En el poblado viven españoles y portugueses, aparentemente en buena sintonía. Casi todos son gitanos. La mayoría de los habitantes se dedican a recoger chatarra y cartones. No se ve a nadie vendiendo droga o consumiendo, pero todavía no han dado las once de la mañana. Ya lo apuntaba el Defensor en su informe: "Los asentamientos cambian mucho si se visitan por la mañana o por la noche". La religión es el principal elemento vertebrador. Casi todos los vecinos son miembros de la Iglesia Evangélica, el Culto, como lo conoce la gran mayoría de la población gitana. "Es lo que nos mantiene con fuerzas". Casi todas las tardes hay misa en una de las chabolas. Por la mañana la iglesia está cerrada y la persona que la lleva no está. "Vengan ustedes una tarde, les va a gustar, y pueden hacer un buen reportaje". Queda pendiente la invitación.

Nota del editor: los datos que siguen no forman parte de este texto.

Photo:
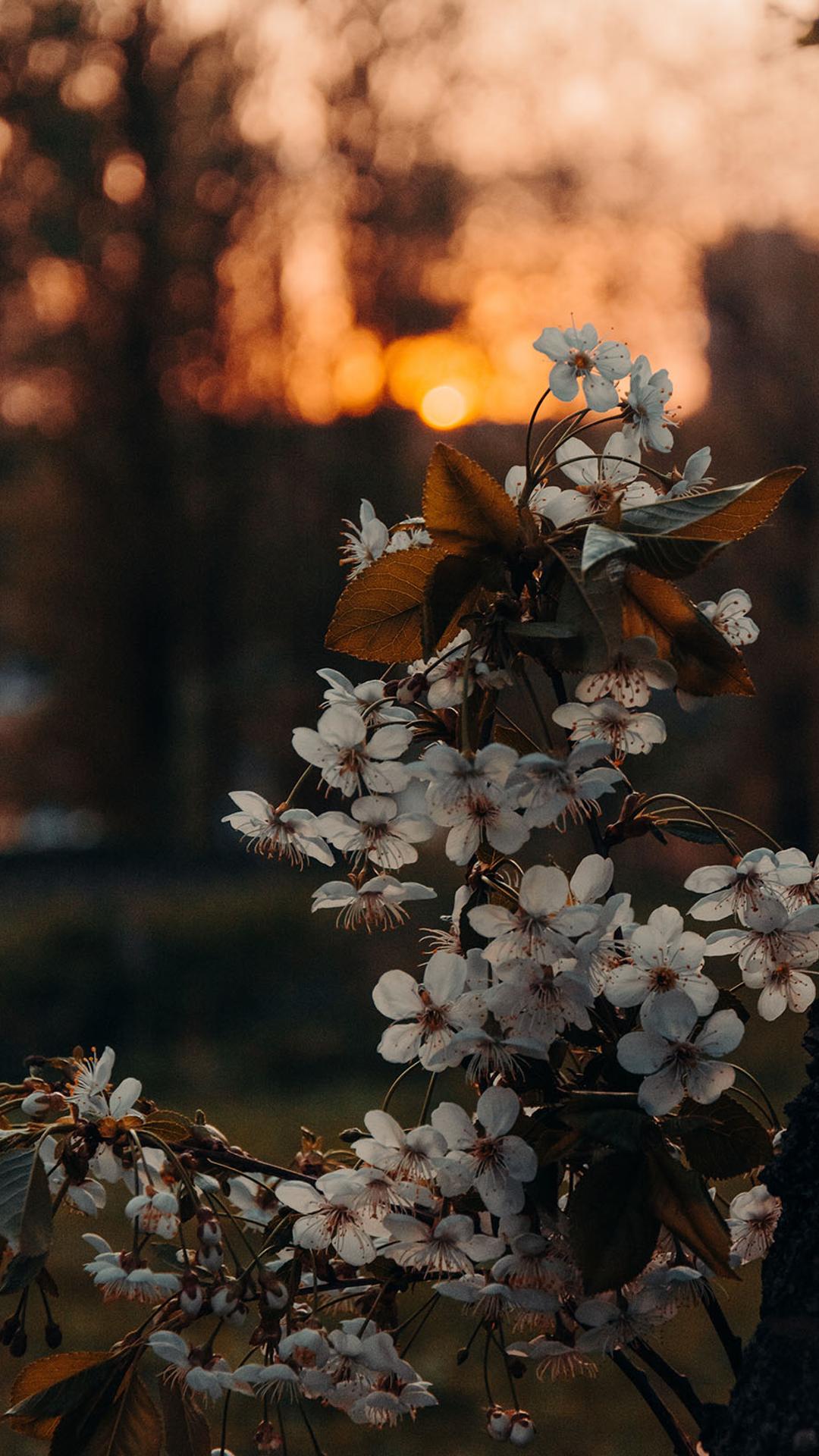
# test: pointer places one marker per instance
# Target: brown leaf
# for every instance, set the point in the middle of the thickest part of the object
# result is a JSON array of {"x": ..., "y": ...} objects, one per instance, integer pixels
[
  {"x": 706, "y": 664},
  {"x": 187, "y": 1432},
  {"x": 406, "y": 601},
  {"x": 745, "y": 513},
  {"x": 681, "y": 1200},
  {"x": 464, "y": 504}
]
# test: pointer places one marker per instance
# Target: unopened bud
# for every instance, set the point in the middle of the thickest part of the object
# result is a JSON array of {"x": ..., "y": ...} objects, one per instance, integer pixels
[
  {"x": 267, "y": 1439},
  {"x": 522, "y": 1430},
  {"x": 499, "y": 1423}
]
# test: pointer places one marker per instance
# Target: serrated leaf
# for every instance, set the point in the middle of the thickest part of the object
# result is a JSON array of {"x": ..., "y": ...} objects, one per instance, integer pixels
[
  {"x": 187, "y": 1432},
  {"x": 727, "y": 514},
  {"x": 681, "y": 1200},
  {"x": 599, "y": 544},
  {"x": 129, "y": 1427},
  {"x": 64, "y": 1382},
  {"x": 692, "y": 830},
  {"x": 722, "y": 1141},
  {"x": 539, "y": 629},
  {"x": 706, "y": 664},
  {"x": 25, "y": 1215},
  {"x": 172, "y": 1128},
  {"x": 464, "y": 504},
  {"x": 381, "y": 613},
  {"x": 613, "y": 1225}
]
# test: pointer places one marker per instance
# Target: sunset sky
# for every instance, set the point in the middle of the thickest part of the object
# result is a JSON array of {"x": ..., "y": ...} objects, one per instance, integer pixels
[{"x": 601, "y": 155}]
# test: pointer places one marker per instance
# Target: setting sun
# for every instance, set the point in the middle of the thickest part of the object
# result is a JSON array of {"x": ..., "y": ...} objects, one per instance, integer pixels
[{"x": 444, "y": 406}]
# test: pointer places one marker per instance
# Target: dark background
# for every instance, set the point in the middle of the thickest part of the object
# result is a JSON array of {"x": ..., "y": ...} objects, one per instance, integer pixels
[{"x": 229, "y": 274}]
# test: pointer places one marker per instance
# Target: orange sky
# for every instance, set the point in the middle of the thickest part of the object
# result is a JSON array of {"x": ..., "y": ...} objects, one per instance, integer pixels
[{"x": 676, "y": 120}]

El de Torreblanca es uno de los grandes asentamientos chabolistas de la corona metropolitana de Sevilla. El otro es el de Camas, compuesto por varias decenas de infraviviendas y ubicado junto al puente de la A-49. En su origen, este asentamiento fue formado por ciudadanos rumanos. A principios de la década pasada, cuando Rumanía aún no formaba parte de la UE, la Policía hizo continuas redadas de extranjería en el poblado, que se desmanteló en varias ocasiones. Ahora parece más grande que nunca.

Dentro de Sevilla también hay pequeños núcleos chabolistas. Hay casas prefabricadas junto a la avenida de la Paz, en el Polígono Sur, y un conjunto formado por doce chabolas en Palmete, junto a la sede de Correos. Uno de sus habitantes es Santos Carbonell, un gitano de 82 años, natural de Madrid, que lleva 33 viviendo en Palmete. "Perdonen que no me levante, pero me fallan las piernas", dice, sentado a la lumbre de una pequeña hoguera, en la que pasa la mañana escuchando la radio y fumando. "No estamos mal aquí, aunque estamos apuntados para una casita. No sé cuándo nos la darán". El poblado consiste en una hilera de casas en un estrecho camino entre la mole del edificio de Correos y un canal en el que apenas queda agua y que los chabolistas usan de vertedero.

Ninguno de estos núcleos tiene la atención que la administración presta al Vacie. Ni hay caracolas, ni aseos ni grupos de teatro. Para sus habitantes no hay fondos europeos previstos, aunque sueñan con vivir en una casa. "Yo no quiero dinero, sólo una vivienda", dice Elena Márquez, de 22 años y madre de dos niños. En las chabolas de Torreblanca, Feder suena más a tenista suizo que a fondos comunitarios. "Sí, hemos oído algo de que iban a dar dinero para quitar el Vacie... ¿Cuánto dice? ¿Quince millones?... Puffff...".